Law 25: Transforming Data Protection in Quebec
Law 25 (Act to modernize legislative provisions as regards the protection of personal information) represents the most significant reform of personal information protection in Quebec since the adoption of the Act respecting the protection of personal information in the private sector (LPRPSP) in 1994. Coming into force progressively between September 2022 and September 2024, this law imposes a strict and modernized framework for the collection, use, retention, communication and destruction of personal information by private sector businesses. For mortgage brokers and their firms, who handle some of the most sensitive financial data on a daily basis, this law has profound and concrete implications for their professional practices.
Key Obligations Imposed on Mortgage Brokers
- Appoint a privacy officer: Each brokerage firm must designate a person responsible for the protection of personal information (RPRP). By default, this is the person with the highest authority within the firm. The RPRP's contact information must be published on the firm's website and communicated to the Commission d'acces a l'information.
- Obtain clear and informed consent: Before collecting personal information, the broker must obtain consent that is clear, free, informed and given for specific purposes. The client must know precisely what data is collected, why, how it will be used, with whom it will be shared and how long it will be retained.
- Publish an accessible privacy policy: The firm must publish a privacy policy written in simple and clear terms, describing personal information management practices. This policy must be easily accessible on the website and presented to clients.
- Maintain a confidentiality incident register: The firm must document every confidentiality incident in a dedicated register.
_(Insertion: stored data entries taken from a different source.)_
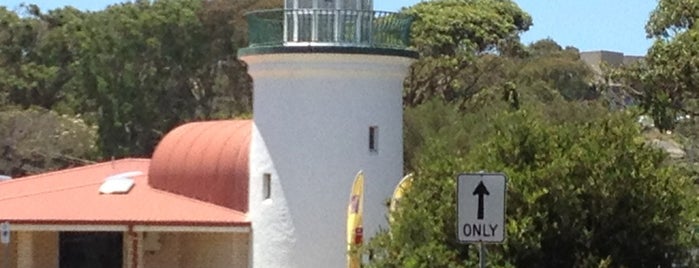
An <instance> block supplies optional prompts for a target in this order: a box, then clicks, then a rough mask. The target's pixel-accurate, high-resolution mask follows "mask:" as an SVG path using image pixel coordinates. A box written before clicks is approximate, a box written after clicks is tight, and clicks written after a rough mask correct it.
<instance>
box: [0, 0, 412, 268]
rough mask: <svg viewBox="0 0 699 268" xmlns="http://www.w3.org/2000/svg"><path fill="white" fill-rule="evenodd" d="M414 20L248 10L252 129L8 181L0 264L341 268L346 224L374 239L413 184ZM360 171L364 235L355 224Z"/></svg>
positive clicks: (310, 1)
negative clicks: (387, 207) (401, 178)
mask: <svg viewBox="0 0 699 268" xmlns="http://www.w3.org/2000/svg"><path fill="white" fill-rule="evenodd" d="M411 22H412V17H409V16H407V15H402V14H398V13H387V12H378V11H373V10H372V1H371V0H288V1H286V9H277V10H266V11H255V12H252V13H250V14H249V15H248V25H249V27H250V31H249V34H250V38H249V40H250V46H249V47H247V48H245V49H242V50H240V51H239V56H240V58H241V60H243V61H245V62H246V63H247V65H248V67H249V69H248V70H249V74H250V75H251V76H252V78H253V80H254V82H255V85H254V92H253V111H254V112H253V113H254V120H224V121H208V122H192V123H188V124H184V125H182V126H180V127H178V128H176V129H174V130H172V131H170V132H169V133H168V134H167V135H165V137H164V138H163V139H162V141H161V142H160V143H159V145H158V147H157V148H156V150H155V152H154V154H153V157H152V158H151V159H121V160H114V161H108V162H104V163H99V164H93V165H88V166H84V167H79V168H73V169H67V170H61V171H55V172H48V173H44V174H39V175H35V176H30V177H25V178H17V179H13V180H6V181H1V182H0V223H3V222H7V223H8V224H7V225H3V226H9V228H5V230H1V229H0V231H2V232H0V234H2V236H0V238H2V240H0V248H2V247H4V248H5V249H7V250H5V251H0V265H1V264H3V261H4V264H5V265H4V266H3V267H30V268H31V267H125V268H142V267H188V268H189V267H207V268H209V267H214V268H215V267H240V268H251V267H253V268H254V267H262V268H266V267H274V268H277V267H282V268H283V267H304V268H305V267H345V266H346V262H347V253H348V250H347V249H348V242H347V241H348V239H347V238H348V236H349V235H348V230H347V229H350V231H357V232H356V233H354V234H352V235H357V234H358V235H365V236H362V237H363V238H366V239H369V238H370V237H371V236H372V235H373V234H375V233H376V232H378V231H379V230H380V228H381V227H382V226H383V227H385V226H386V224H387V215H386V212H387V207H386V200H387V199H388V198H389V197H390V196H391V193H392V192H393V190H394V187H395V186H396V184H397V183H398V181H399V180H400V179H401V178H402V177H403V107H402V93H403V80H404V78H405V76H406V74H407V72H408V69H409V66H410V64H411V63H412V62H413V61H414V60H415V58H417V56H418V54H417V52H415V51H412V50H410V49H408V44H409V41H408V38H409V30H410V24H411ZM359 171H362V174H363V175H364V187H363V189H364V191H363V193H362V201H361V202H362V203H363V209H362V211H363V212H362V213H363V225H362V226H361V228H356V229H352V228H347V227H348V224H347V214H348V213H347V211H348V204H349V202H348V201H349V200H350V190H351V189H352V186H353V182H354V180H355V175H356V174H358V172H359ZM103 188H104V189H103ZM0 228H2V227H0ZM357 237H360V236H357Z"/></svg>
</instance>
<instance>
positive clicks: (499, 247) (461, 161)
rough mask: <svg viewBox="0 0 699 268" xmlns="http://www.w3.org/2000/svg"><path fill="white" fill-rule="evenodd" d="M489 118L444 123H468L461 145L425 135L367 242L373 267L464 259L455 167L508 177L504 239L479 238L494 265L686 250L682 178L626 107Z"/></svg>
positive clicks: (692, 187)
mask: <svg viewBox="0 0 699 268" xmlns="http://www.w3.org/2000/svg"><path fill="white" fill-rule="evenodd" d="M542 105H543V106H552V105H556V107H555V109H554V108H551V109H550V110H549V109H546V108H544V107H541V106H542ZM484 112H486V111H484ZM552 113H560V114H561V115H560V116H558V117H551V116H550V114H552ZM451 116H453V115H451ZM489 116H490V117H489V118H488V119H487V120H488V121H489V122H491V123H492V124H488V125H483V124H481V125H461V124H462V122H478V120H479V119H480V120H481V121H480V122H483V120H486V119H483V118H484V117H483V116H482V115H480V114H465V115H463V117H464V118H463V119H462V120H461V121H457V122H455V123H454V124H456V125H457V126H455V127H454V128H453V129H458V128H459V127H460V128H461V129H463V130H465V131H470V129H475V130H474V133H473V134H472V135H470V136H471V137H474V139H475V140H476V141H477V142H474V143H469V144H468V147H469V148H464V147H462V146H458V144H459V143H458V142H454V140H453V139H449V138H445V137H444V136H446V135H443V136H437V137H436V138H433V139H430V138H427V139H426V142H425V144H426V145H425V148H424V149H423V150H422V151H421V153H420V154H419V155H418V156H417V157H416V159H415V160H414V161H415V163H416V164H415V165H414V166H415V168H416V170H414V171H415V173H416V174H415V180H414V181H413V185H412V188H411V190H410V191H409V192H408V193H407V195H406V196H405V198H404V199H403V200H401V206H400V208H399V209H398V210H397V211H396V212H395V213H394V214H393V215H392V217H393V218H394V219H395V221H394V222H393V224H391V226H390V229H387V230H386V231H385V233H382V234H380V235H378V236H377V237H376V238H375V239H374V240H372V241H371V242H370V243H369V245H368V250H369V251H371V252H372V254H373V256H374V258H373V260H372V262H371V265H372V267H473V266H474V265H475V264H476V261H477V251H476V250H475V248H470V247H468V246H466V245H460V244H458V243H457V242H456V239H455V236H456V234H455V233H456V230H457V227H456V207H455V203H456V200H455V175H456V174H458V173H460V172H464V171H479V170H486V171H499V172H504V173H506V174H507V175H508V177H509V181H508V192H507V212H506V213H507V235H506V237H507V239H506V241H505V244H503V245H492V246H488V251H489V262H490V263H491V265H493V266H496V267H596V266H604V265H607V266H613V267H658V266H660V267H670V265H671V263H673V262H675V261H678V260H682V259H683V258H684V257H686V255H685V253H686V252H687V251H688V249H689V248H690V246H692V240H691V234H692V225H693V223H694V222H693V220H694V219H696V216H697V214H696V205H695V204H694V203H693V200H694V199H693V196H694V189H693V183H692V180H691V178H690V177H689V176H687V174H686V173H684V171H683V170H681V169H678V168H676V167H674V166H672V165H669V164H668V163H667V162H666V161H665V159H666V156H665V154H664V153H663V152H661V151H658V150H656V149H654V148H652V147H651V146H650V145H648V144H647V143H646V142H645V140H644V139H643V137H642V136H641V132H640V127H639V126H638V125H637V124H636V123H635V117H636V116H635V114H634V113H631V112H614V113H608V112H607V110H606V108H604V107H603V106H601V105H597V104H594V103H589V102H588V103H582V102H565V101H558V102H556V103H554V104H538V105H525V106H524V107H522V108H521V109H520V110H517V111H508V110H503V111H502V112H496V113H495V114H494V115H493V114H490V115H489ZM565 117H568V118H565ZM425 128H429V127H425ZM431 131H434V132H439V131H440V130H434V129H433V130H431ZM482 133H486V134H485V135H484V134H482ZM479 134H480V136H477V135H479ZM454 136H455V137H457V138H463V137H468V136H469V135H468V134H466V133H463V134H461V133H459V134H458V135H454Z"/></svg>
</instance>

Incidents presenting a serious risk of harm must be reported to the Commission d'acces a l'information and to affected individuals promptly.
- Conduct privacy impact assessments: Before any project involving the collection, use or communication of personal information (new software, new process, partnership), the firm must conduct a PIA to identify and mitigate privacy risks.
Strengthened Client Rights Over Their Data
Law 25 considerably strengthens clients' rights over their personal data. The right of access allows the client to consult all personal information held by the broker or firm. The right of correction allows inaccurate, incomplete or equivocal information to be corrected. The right to deletion, also called the right to be forgotten, allows the client to request the destruction of their information when the collection is no longer necessary for the purposes for which it was collected. The right to portability allows the client to request the transfer of their data in a structured and commonly used technological format, facilitating for example a broker change. The broker must respond to these requests within 30 days.
Penalties and Consequences of Non-Compliance
The penalties provided by Law 25 are significant and aim to ensure rigorous compliance. Administrative monetary penalties can reach 10 million dollars or 2 percent of worldwide turnover for businesses. Criminal sanctions, for the most serious offences, can reach 25 million dollars or 4 percent of worldwide turnover. Fines from 5,000 to 100,000 dollars may be imposed on individuals. The Commission d'acces a l'information du Quebec (CAI) is the enforcement body. Beyond financial penalties, non-compliance can result in major reputational damage to the firm and loss of client trust.
Practical Compliance for the Broker
Compliance with Law 25 requires a systematic and ongoing approach. The broker and their firm should conduct a complete inventory of personal information collected and held, review and update consent forms, draft or update the privacy policy, train all staff on new obligations, implement adequate security measures to protect data, establish a confidentiality incident management process and create procedures for responding to client access, correction, deletion and portability requests. This compliance is not a one-time exercise but a continuous process of improvement and vigilance.
Law 25's transformative impact on Quebec's data protection landscape cannot be overstated, particularly for financial services professionals like mortgage brokers who handle some of the most sensitive personal information in the economy. The law's comprehensive approach, combining enhanced consent requirements, strengthened individual rights, mandatory incident reporting and substantial penalties, creates a regulatory environment that demands proactive, systematic compliance efforts from every brokerage firm. Mortgage brokers who embrace these requirements as an opportunity to strengthen client relationships and differentiate their practice through demonstrated commitment to data protection will be better positioned for long-term success in an increasingly privacy-conscious marketplace.
The implementation of Loi 25 has fundamentally transformed how mortgage brokerages in Quebec approach data governance. Beyond the immédiate compliance requirements, the law has catalyzed a broader cultural shift within the industry toward treating personal information as a strategic asset that must be managed with the same rigor and accountability as financial assets. Organizations that embrace this perspective are finding that strong privacy practices enhance client trust, improve data quality, and ultimately support better business outcomes.
For mortgage brokers, the practical impact of Loi 25 extends to every stage of the client relationship, from initial prospecting and data collection through to file retention and eventual destruction. The requirement to conduct privacy impact assessments for new systems or processes that involve personal information means that technology adoption decisions must now include a privacy analysis alongside traditional cost-benefit évaluations. This integrated approach ensures that privacy considerations are embedded in business processes from the outset rather than being addressed as an afterthought.